Cavalli is best remembered as possibly the most important composer of Italian opera in the third quarter of the 17th century. He was also well known for his religious compositions.

Cavalli was born at Crema, Lombardy. His real name was Pier Francesco Caletti-Bruni. He was taken to Venice by a wealthy patron, Federico Cavalli and became a choir-boy at St Mark's in Venice in 1616. He enjoyed a subsequent close working relationship with Monteverdi, _maestro di musica_ of the basilica. He became second organist in 1639, first organist in 1665, and in 1668 _maestro di cappella_. Cavalli's contribution as a church composer was highly appreciated. His sacred works were mostly published in two major volumes 'The Musiche sacre', published in 1656, and 'the Vesperi', published in 1675. These collections express the different ranges and styles of his compositions at St. Mark's. During this time, he also released a Requiem, which he insisted on being sung twice a year after his death.

In 1630, Cavalli's financial situation improved after he married a wealthy widow. He now had the security to take the risk of writing operas. This step brought him fee-paying audience and he was able to escape the necessity of entertaining private patrons.

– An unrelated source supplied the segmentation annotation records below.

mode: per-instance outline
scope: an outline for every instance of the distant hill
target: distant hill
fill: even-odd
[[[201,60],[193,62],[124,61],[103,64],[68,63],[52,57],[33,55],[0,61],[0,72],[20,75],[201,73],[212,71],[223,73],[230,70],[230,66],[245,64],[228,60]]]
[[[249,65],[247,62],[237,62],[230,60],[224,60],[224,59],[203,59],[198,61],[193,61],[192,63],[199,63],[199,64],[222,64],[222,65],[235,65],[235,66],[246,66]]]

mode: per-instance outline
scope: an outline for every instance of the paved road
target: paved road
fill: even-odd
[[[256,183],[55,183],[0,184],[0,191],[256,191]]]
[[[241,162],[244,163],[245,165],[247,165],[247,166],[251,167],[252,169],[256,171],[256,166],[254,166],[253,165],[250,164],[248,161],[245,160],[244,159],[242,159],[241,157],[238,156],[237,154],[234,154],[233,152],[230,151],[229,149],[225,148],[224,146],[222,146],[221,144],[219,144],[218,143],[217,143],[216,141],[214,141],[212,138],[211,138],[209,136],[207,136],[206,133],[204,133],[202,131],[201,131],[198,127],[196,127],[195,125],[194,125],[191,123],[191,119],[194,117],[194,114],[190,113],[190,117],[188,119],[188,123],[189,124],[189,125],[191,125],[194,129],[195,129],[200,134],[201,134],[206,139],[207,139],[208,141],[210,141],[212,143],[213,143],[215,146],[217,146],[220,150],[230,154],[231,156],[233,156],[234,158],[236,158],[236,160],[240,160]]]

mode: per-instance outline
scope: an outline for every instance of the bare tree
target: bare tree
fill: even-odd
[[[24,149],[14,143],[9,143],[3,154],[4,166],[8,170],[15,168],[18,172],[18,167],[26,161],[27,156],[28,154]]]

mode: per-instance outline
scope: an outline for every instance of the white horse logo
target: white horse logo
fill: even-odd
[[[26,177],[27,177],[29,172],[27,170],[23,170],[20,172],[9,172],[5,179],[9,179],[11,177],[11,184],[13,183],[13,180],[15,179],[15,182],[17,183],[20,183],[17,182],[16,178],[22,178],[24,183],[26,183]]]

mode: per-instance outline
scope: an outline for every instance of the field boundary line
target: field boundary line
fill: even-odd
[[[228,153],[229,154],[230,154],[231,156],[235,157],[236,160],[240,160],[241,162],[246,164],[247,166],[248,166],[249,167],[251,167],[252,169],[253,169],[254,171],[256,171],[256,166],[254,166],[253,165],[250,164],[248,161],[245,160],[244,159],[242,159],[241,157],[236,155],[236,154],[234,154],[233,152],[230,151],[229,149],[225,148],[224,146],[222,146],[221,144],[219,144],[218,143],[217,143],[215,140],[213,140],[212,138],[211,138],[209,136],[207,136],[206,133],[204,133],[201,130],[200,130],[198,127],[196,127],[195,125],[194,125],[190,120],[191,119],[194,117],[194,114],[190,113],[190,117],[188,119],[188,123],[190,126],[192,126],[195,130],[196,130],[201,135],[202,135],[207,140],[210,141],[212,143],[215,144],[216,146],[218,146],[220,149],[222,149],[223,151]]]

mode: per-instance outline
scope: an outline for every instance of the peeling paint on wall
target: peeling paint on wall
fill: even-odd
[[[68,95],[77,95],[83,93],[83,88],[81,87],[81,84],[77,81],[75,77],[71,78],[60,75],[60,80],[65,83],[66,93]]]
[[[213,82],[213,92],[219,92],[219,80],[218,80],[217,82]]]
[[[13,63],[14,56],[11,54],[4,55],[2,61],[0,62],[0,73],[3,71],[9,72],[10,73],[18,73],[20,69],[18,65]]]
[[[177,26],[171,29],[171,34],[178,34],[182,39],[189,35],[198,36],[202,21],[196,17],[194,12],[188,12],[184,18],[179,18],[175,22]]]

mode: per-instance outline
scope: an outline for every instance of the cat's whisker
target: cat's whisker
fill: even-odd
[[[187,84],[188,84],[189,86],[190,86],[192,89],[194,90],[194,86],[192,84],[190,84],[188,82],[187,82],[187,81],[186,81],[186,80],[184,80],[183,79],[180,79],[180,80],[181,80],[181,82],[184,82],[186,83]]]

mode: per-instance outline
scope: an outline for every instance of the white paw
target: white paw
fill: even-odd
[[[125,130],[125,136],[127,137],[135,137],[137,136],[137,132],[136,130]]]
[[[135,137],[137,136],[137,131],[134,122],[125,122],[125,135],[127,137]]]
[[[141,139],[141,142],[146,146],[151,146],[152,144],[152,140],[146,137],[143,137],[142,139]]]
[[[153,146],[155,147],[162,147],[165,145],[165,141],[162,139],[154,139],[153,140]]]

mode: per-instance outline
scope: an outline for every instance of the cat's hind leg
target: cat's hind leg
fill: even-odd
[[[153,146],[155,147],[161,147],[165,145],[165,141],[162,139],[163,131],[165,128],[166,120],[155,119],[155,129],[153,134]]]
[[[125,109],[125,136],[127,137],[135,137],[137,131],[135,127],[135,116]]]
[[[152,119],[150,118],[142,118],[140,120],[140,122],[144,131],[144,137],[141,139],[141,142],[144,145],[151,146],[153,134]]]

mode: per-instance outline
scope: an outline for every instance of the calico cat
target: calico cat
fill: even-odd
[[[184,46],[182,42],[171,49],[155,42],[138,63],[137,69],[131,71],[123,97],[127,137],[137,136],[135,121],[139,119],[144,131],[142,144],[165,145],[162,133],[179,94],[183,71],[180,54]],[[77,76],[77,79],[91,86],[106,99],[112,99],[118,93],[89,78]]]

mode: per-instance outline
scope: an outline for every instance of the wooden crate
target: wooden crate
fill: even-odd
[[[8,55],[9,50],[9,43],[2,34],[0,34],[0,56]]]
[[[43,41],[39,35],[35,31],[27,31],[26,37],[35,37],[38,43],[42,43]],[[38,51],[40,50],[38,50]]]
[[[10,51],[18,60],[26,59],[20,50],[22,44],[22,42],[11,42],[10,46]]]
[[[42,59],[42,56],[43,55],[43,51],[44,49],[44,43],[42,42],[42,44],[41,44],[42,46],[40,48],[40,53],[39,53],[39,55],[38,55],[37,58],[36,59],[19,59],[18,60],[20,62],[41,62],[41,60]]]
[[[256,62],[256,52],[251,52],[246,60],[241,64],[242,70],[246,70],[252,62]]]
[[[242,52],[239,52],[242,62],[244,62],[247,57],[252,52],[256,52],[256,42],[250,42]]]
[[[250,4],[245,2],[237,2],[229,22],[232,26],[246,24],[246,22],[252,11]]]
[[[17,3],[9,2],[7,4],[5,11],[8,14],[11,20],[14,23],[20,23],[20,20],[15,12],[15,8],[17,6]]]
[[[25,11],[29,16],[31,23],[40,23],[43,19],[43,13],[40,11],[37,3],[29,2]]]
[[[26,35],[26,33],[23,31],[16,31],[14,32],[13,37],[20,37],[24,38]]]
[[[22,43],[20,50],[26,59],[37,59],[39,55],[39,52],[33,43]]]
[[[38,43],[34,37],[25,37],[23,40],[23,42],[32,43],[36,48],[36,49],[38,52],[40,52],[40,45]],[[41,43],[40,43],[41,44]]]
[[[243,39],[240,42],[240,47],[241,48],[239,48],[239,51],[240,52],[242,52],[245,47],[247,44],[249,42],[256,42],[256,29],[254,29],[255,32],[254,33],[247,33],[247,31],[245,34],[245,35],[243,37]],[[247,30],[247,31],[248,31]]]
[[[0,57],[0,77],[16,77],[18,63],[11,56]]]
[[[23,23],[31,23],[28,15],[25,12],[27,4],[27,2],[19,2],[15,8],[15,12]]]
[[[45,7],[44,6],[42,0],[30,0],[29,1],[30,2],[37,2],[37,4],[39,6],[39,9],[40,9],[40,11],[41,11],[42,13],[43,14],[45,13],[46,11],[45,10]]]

Cavalli's operatic style is typified by smooth-flowing, sensuous lines, sequential patterns, a slowish tempo, and predominantly triple meter; harmony is unobtrusive, with occasional flashes of chromaticism. The unity of the music is underlined by the the bass, which either imitates the melody melody, or is an ostinato or ground. The importance of melody results in few ensembles, choruses, or purely instrumental numbers; even the recitatives are lyrical and arioso-like.

Cavalli was invited to Paris in 1660 to provide an opera for the wedding of Louis XIV and Maria Theresa of Spain. Unfortunately the theatre had not been properly prepared for his new opera so he produced instead _Il Xerse_ which had been staged in Venice in 1654. Another Italian, Lully, wrote additional music for the ballet scenes which the French so liked. In 1662, Cavalli returned to Paris to finally stage _Ercole amante_ at the Salles des Machines in the Tuileries Palace again with ballet music by Lully. This time the theatre had been properly prepared.

Cavalli wrote forty-one operas, twenty-seven of which are still extant between 1639 and 1669. This gives us a tremendous insight into the development of Opera by following the career of a seminal composer.








This is traditionally said to be a portrait of Francesco Cavalli but is more likely to be of his patron Frederico.


----------



## Taggart (Feb 14, 2013)

Here are two pieces from Jason.











and some of his sacred music


----------



## Guest (Mar 27, 2018)

This is absolutely excellent!


----------